Un artisan, un commerçant ou un professionnel libéral qui s'arrête plusieurs semaines découvre souvent trop tard l'ampleur du trou dans ses revenus. Le régime obligatoire des travailleurs non salariés (TNS) existe, mais il a été conçu comme un filet de sécurité minimal, pas comme un véritable maintien de revenu.
Ce que couvre (mal) le régime obligatoire
Les indemnités journalières versées par la Sécurité sociale des indépendants sont calculées sur le revenu professionnel moyen, puis plafonnées. Pour beaucoup de dirigeants, elles représentent une fraction du revenu réel, insuffisante pour couvrir les charges fixes personnelles et professionnelles qui, elles, continuent de tomber.

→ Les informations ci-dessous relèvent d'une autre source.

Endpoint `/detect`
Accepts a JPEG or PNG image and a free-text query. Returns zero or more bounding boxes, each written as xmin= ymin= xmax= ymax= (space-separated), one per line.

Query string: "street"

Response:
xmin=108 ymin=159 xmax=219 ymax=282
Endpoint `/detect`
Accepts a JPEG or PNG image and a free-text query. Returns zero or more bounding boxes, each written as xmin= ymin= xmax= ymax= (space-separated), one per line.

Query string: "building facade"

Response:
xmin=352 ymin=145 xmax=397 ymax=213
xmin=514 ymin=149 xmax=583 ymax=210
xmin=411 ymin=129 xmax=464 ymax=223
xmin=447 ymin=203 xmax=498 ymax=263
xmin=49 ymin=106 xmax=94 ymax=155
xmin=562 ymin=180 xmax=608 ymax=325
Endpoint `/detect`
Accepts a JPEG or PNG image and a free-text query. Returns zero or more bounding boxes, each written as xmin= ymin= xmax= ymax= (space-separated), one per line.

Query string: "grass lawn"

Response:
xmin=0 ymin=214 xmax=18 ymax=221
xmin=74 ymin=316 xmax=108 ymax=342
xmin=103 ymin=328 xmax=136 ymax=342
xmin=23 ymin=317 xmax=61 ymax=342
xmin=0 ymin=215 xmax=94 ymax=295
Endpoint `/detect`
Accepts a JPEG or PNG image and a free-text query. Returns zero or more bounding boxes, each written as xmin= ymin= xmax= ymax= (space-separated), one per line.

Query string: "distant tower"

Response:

Le régime obligatoire compense une partie du revenu. Il ne compense jamais le train de vie ni la continuité des charges de l'entreprise.
Trois angles morts à connaître
1. Le délai de carence
Les indemnités ne démarrent qu'après un délai de carence (souvent plusieurs jours), pendant lequel aucun revenu n'est versé. Pour un arrêt court mais répété, l'impact est immédiat.
2. L'invalidité
En cas d'invalidité partielle ou totale, les rentes du régime obligatoire sont faibles et soumises à des conditions strictes. C'est pourtant le risque le plus lourd financièrement sur le long terme.
3. Les professions libérales
Selon la caisse (CARMF, CARPIMKO, CIPAV…), les règles d'indemnisation varient énormément. Certaines ne versent rien avant 90 jours d'arrêt. Connaître précisément sa caisse est indispensable avant de calibrer un contrat complémentaire.
La solution : un contrat de prévoyance sur mesure
Un contrat de prévoyance individuelle (souvent éligible au cadre fiscal Madelin) vient compléter le régime obligatoire sur trois leviers :
- Indemnités journalières complémentaires calibrées sur votre revenu réel, avec un délai de carence choisi.
- Rente d'invalidité pour maintenir un revenu durable en cas d'incapacité.
- Capital ou rente décès pour protéger la famille et la continuité de l'entreprise.
Le bon contrat n'est pas le plus cher : c'est celui dont les garanties sont alignées sur vos charges réelles, sans doublon avec ce que verse déjà votre caisse.
Ce qu'il faut retenir
- Le régime obligatoire TNS plafonne fortement les indemnités d'arrêt de travail.
- Délai de carence, invalidité et règles propres aux professions libérales sont les principaux angles morts.
- Une prévoyance bien calibrée se cale sur vos charges réelles, un audit préalable évite de sur- ou sous-assurer.